Can I set a canonical tag pointing to a different domain?
Yes. Cross-domain canonical tags are fully supported by Google, Bing, and other major search engines. If your content is republished or syndicated on another site, the syndicated copy should include a canonical tag pointing back to the original on your domain. This credits your site as the source and prevents the syndicated copy from competing with or outranking your original page.
What happens if I set the wrong canonical URL?
If you accidentally set a canonical pointing to the wrong page, you tell Google to treat that wrong page as the authoritative version. The correct page may lose ranking, and the wrong page may start gaining authority it does not deserve. Always use absolute URLs in canonical tags (https://example.com/page, not /page) to prevent misinterpretation, and audit your canonicals after any site migration.
How does a canonical tag differ from a 301 redirect?
A 301 redirect actively sends users (and bots) from one URL to another — the old URL stops working. A canonical tag is a hint to search engines about which version is preferred, but the page remains accessible at both URLs. Use a 301 redirect when you have permanently moved a page and want to retire the old URL. Use a canonical when you need duplicate content accessible at multiple URLs for a technical reason (e.g., printer-friendly versions, tracking parameters).
Should canonical tags use HTTP or HTTPS?
Always use HTTPS in canonical tags if your site is served over HTTPS. A canonical pointing to an HTTP URL on an HTTPS site signals inconsistency to search engines and can cause them to treat the two as different URLs. Make sure your canonical, your sitemap URLs, and your internal links all use the same protocol and domain format (with or without www) consistently across the entire site.
How It Works
A canonical tag is a <link> element in the <head> of an HTML page with rel="canonical" and an href pointing to the preferred URL. Search engines read this tag to determine which version of a duplicate or similar page to index. This tool generates the correct tag format, handling the protocol, trailing slash, and query string stripping options.
When Duplicates Happen
Duplicate content is more common than most site owners realize. The same page is often accessible at: http and https, www and non-www, with and without a trailing slash, with session IDs (?sid=123), with UTM parameters (?utm_source=email), and in printer-friendly variants. Without canonicals, search engines must guess which version to rank.
Canonical vs Hreflang
Canonical tags handle duplicates. Hreflang tags handle language/region variants. They work together. A Spanish translation of an English page should have its own canonical (pointing to itself) plus hreflang tags linking the two language versions.

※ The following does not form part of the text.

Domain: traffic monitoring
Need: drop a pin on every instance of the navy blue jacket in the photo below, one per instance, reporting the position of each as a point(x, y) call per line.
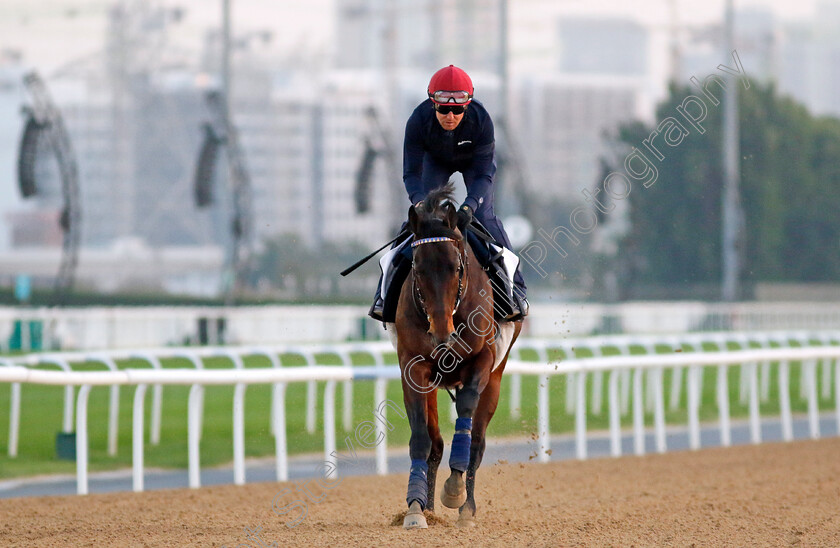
point(469, 148)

Canonicals consolidate authority; hreflang ensures the right language version appears in the right country's search results.
When to Use This
Use when setting up UTM tracking links that create duplicate URLs, when your CMS generates the same content at multiple URLs, when republishing on another domain, when creating printer-friendly or AMP page variants, or when consolidating thin pages into one authoritative URL during a site restructure.